Natural Messiah (seeking to enlighten): "Errr, to be honest it is YOUR diet that is funny. We're designed to eat meat (including fat) and plants - not grains, bread, rice, pasta, potatoes or cereals"
Punter: "No bread or potatoes - and what about the saturated fat? That can't be good for you. It must be really hard."
Natural Messiah: (sarcastically) "Yeah, this six pack is killing me".
Punter: (shaking head in disbelief at my madness, comes back with a final word of wisdom) "Everything in moderation!"
Natural Messiah: "Erm, actually it is 'Insulin in moderation'"
Punter: "Wha.....?"
Natural Messiah: "Forget it. It was a paleo joke!".
Ha! Sounds familiar. A common response I get is "But you can't not eat bread, pasta, rice or bread!", to which I respond "Do I look ill to you?"
I get this a lot too, except it is described as a "special diet". I try to find a way to respond that no, isn't really that "special", other than being real food instead of industrial food, and not bulked up with starch and sugar. Of course, they still think I am on a special diet, sigh.
Then if they dine with me, they are often surprised to see that if they didn't already know, it wouldn't really look like I eat anything "special" at all, just food.
When I invite people over for a meal the first time, they often think there won't be anything "normal" for them to eat. Other than the conspicuous absence of bread and starchy foods, it's just real food and I think everyone genuinely enjoys it. Last weekend I had some neighbors over ( an Irish family who work in the local So Cal biotech industry). I served bacon-wrapped dates, carrot & cuke sticks with homemade avocado Caesar dip for appertizers; day smoked BBQ pulled pork shoulder (Eastern Carolina style) with two kinds of BBQ sauce (traditional Eastern Carolina vinegar sauce and more familiar KC style sauce for the timid), homemade coleslaw, caprese salad, and marinated cuke & cherry tomato salad for dinner; broiled fresh figs with chevre & walnuts, as well as Peach Clafouti (made with coconut flour instead of wheat) with whipped cream for dessert.

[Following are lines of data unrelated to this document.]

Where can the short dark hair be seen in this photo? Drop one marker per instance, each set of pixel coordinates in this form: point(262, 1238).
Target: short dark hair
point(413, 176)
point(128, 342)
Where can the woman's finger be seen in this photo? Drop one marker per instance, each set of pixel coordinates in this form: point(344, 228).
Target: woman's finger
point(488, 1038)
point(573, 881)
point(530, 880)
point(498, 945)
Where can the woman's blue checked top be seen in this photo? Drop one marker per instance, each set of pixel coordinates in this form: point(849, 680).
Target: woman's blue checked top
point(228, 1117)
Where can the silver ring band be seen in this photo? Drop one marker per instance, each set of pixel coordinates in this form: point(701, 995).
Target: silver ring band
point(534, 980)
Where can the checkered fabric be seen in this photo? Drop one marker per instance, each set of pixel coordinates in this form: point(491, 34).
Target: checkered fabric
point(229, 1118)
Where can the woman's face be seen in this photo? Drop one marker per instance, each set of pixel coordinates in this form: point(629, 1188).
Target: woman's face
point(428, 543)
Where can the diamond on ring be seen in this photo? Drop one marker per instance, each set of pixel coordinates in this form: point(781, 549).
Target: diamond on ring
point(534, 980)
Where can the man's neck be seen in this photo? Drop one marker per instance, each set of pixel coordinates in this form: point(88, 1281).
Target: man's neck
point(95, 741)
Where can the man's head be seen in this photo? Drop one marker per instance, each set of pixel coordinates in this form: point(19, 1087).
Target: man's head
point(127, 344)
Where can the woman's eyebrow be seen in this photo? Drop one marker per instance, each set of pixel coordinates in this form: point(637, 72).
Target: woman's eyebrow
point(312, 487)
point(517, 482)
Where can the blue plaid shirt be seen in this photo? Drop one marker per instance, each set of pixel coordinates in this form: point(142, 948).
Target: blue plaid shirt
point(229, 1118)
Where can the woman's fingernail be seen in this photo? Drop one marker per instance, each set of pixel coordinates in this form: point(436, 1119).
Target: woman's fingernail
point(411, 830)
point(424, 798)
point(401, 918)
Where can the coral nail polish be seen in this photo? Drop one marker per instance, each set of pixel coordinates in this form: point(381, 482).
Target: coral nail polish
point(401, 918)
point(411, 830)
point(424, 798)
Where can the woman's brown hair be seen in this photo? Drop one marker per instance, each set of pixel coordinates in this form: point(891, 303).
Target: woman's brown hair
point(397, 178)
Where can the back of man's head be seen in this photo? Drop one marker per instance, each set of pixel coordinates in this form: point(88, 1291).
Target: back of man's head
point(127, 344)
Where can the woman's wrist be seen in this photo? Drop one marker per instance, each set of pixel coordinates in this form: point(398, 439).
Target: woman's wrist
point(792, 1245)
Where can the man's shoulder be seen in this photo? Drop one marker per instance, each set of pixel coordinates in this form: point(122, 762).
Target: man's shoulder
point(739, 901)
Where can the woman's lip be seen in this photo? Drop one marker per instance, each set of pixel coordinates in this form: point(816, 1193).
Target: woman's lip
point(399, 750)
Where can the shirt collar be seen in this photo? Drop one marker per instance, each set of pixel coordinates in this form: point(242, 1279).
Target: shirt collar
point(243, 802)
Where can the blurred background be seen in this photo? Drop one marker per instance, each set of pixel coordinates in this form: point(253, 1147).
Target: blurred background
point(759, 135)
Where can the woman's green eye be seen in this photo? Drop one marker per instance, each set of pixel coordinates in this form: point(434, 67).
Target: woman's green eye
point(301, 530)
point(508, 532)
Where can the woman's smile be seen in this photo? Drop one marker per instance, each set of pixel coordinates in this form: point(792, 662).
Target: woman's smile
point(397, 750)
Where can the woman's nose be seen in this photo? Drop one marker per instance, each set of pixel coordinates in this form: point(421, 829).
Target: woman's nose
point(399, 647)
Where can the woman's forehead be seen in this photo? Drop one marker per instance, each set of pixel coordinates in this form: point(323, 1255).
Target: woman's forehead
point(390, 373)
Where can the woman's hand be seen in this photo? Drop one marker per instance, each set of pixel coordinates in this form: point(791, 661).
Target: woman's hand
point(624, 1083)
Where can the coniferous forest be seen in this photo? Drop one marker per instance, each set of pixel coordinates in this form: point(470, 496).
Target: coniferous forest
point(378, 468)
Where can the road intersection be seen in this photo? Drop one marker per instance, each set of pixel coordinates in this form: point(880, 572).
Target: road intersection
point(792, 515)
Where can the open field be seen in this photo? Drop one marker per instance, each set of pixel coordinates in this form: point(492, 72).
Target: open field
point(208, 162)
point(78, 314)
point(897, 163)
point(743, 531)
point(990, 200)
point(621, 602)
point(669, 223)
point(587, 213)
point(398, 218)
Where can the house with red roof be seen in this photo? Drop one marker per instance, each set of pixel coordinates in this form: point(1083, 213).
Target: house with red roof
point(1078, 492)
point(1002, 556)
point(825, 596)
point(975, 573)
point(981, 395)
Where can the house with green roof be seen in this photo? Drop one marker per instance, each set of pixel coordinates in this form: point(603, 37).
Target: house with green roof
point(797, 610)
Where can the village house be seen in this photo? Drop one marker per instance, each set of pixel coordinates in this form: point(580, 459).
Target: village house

On the surface, totally "normal" food (albeit a "regional" focus), though very little of it was "conventional" in the usual sense. Nothing was heat n' serve, nor premixed. Much of it was acquired without a package or a UPC barcode. Pork & eggs - from a local "backyard" hobby farm, peaches - from a friend's tree, figs- from my tree, walnuts - from an 80-some yo woman's backyard tree and hand-shelled, all veggies except cukes - from our CSA farm box subscription, milk - raw and unhomogenized from a pasture based farm in central CA, whipped cream, whipped at home. Spices, chevre, heavy cream & sour cream, and some misc ingredients did come from a conventional grocery store (though I do sometimes make chevre and crème fraîche, just not this time). I think everyone thought it was great (my family of course loves this stuff, though the guest kid might have been a bit less favorably inclined), as there were nearly no leftovers and nothing to scrape off plates.
So "funny" food doesn't have to be "strange" or unnatural food. It's all in the perception, yes? I actually do think it is pretty "special" to eat real food; it certainly is the exception these days.
One other comment (which I ill keep brief this time :-).
When I was pregnant 10 years ago, I was prescribed a low carb diet to manage what was diagnosed as gestational diabetes. I ate very little sugar or starch or even fruit in order to keep my BG in tight control. Every bite counted, so I ate good protein, natural fats, and non-starchy veggies, and had a very good pregnancy and delivery, and my baby was born very healthy at at a good medium weight.
I feel strongly that despite the sugar, starch and fruit restrictions, my diet was much more nutrient-dense during that second half, compared to earlier in the pregnancy, before the DGM dx.
Additionally, my weight gain evened out (it had started to pack on fast just before the GTT) and I had very little extra weight to lose after the birth. I don't think that would have been the case if I had "passed" the GTT and been eating lots of carbs.
So my response to the people who insist a healthy diet *must* include grain foods is that "if it is healthy for a pregnancy, then it is healthy for me now".
Oh gee, I said I'd be brief. Sorry.
Anna - that sounds like quite a spread - it made me hungry reading it, and I've just eaten :-). It just goes to show how powerfully we have been socialised to believe in the food pyramid myth if people's imagination seems to disappear as soon as they try to conceive of a meal without starchy carbs.
On the pregnancy point, I've always felt that diet becomes twice as important at that time and I am pleased to say that my partner is very much disposed to the idea of a strict diet when hopefully we go down that road in a year or two...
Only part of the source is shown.